There is no nutritional therapy for epilepsy, apart from the ketogenic, modified Atkins and low glycemic diets, for which there is solid evidence for benefits. Western medicine has not studied nutrition as well as it should, and there may well be nutrients that help control seizures. But as of now, there is no proof. However, a multivitamin or specific vitamin or mineral supplement or omega fatty acids in the diet can have other health benefits.
Valproate can deplete the liver’s stores of carnitine, a substance that functions like a vitamin to help in fat metabolism. Carnitine supplementation may help prevent the rare cases of liver damage caused by valproate, but this is unproven. Because serious liver damage from valproate is extremely rare, carnitine supplementation should only be considered for individuals at great risk, such as children under age 2 years. Isolated reports suggest that carnitine supplementation can reduce valproate side effects, such as tremor and tiredness, but other controlled studies show no benefit.
Minerals are essential nutrients.

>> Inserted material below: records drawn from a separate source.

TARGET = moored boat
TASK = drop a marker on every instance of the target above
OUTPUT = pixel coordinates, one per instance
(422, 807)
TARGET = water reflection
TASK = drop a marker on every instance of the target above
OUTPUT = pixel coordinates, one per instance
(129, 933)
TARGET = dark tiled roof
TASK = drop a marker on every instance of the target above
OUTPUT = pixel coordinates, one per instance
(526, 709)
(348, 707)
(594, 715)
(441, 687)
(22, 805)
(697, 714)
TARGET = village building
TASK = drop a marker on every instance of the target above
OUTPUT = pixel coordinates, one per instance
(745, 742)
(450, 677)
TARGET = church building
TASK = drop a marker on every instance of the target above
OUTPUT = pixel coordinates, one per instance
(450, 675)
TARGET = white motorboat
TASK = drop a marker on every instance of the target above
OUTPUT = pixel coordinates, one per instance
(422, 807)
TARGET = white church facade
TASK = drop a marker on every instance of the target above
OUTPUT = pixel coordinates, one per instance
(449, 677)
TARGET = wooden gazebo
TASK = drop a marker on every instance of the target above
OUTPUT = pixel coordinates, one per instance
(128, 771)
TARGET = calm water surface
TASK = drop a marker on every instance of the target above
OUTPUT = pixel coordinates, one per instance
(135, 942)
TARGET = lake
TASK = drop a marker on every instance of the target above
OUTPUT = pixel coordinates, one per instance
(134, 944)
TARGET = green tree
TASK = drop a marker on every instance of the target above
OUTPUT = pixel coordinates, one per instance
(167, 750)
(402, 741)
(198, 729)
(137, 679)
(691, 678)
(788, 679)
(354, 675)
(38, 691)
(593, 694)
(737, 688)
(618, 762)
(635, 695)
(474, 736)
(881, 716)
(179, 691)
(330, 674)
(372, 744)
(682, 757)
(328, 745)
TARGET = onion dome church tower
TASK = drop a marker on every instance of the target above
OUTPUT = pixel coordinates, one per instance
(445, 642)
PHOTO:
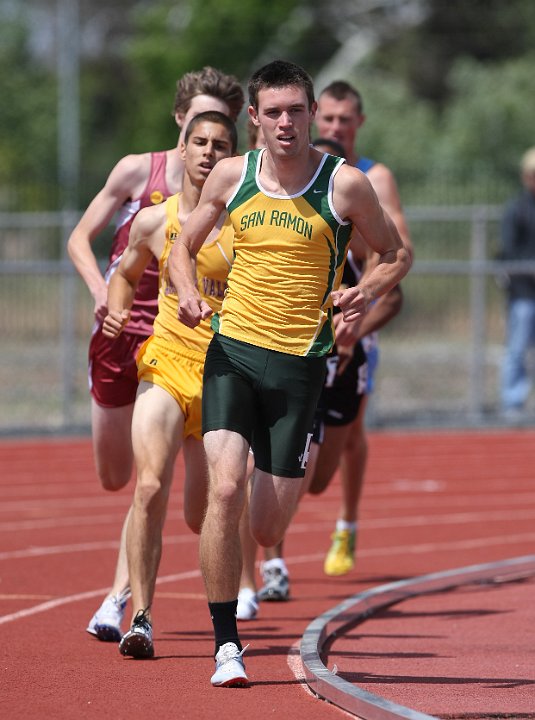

Very low levels of sodium, calcium, and magnesium can alter the electrical activity of brain cells and cause seizures. Deficiency of these minerals in the diet is rare unless there is severe general malnutrition, but other factors may affect the levels in the body. Low sodium levels may be caused by medications such as diuretics or carbamazepine or oxcarbazepine, by excessive water intake, or by hormonal disorders. Low calcium levels can result from kidney disease or hormonal disorders. Because magnesium levels alter the body’s regulation of calcium, low magnesium levels can contribute to or cause low calcium levels. Individuals who chronically abuse alcohol and have poor nutrition often develop low magnesium levels, which can predispose to seizures.
Persons with epilepsy seldom need mineral supplementation for seizure control. Changes in diet or mineral supplements are reasonable for those who have low levels of these minerals.
Antiepileptic drugs that increase liver metabolism (e.g., carbamazepine, phenobarbital, phenytoin, primidone, and valproate) can increase vitamin D metabolism and lead to a deficiency of calcium in the bone. Therefore, combined calcium and vitamin D supplementation may help prevent bone loss. For persons taking these drugs for more than several years, a bone density test can detect this possible complication. If significant reduction of bone density (osteopenia) is found, a consultation with a bone metabolism specialist may be helpful.
Some side effects of valproate may possibly be reduced by mineral supplementation. Inflammation of the pancreas (pancreatitis), which is a rare but serious adverse effect of valproate, may be prevented by selenium supplementation. Selenium at a dose of 100 μg/day was used to prevent valproate-induced pancreatitis in a child who previously had this problem when taking valproate. Selenium (10-20 μg/day) and zinc (30-50 mg/day) also may help to counteract the hair loss that some people experience when taking valproate. These doses are available in many over-the-counter high-potency multivitamins.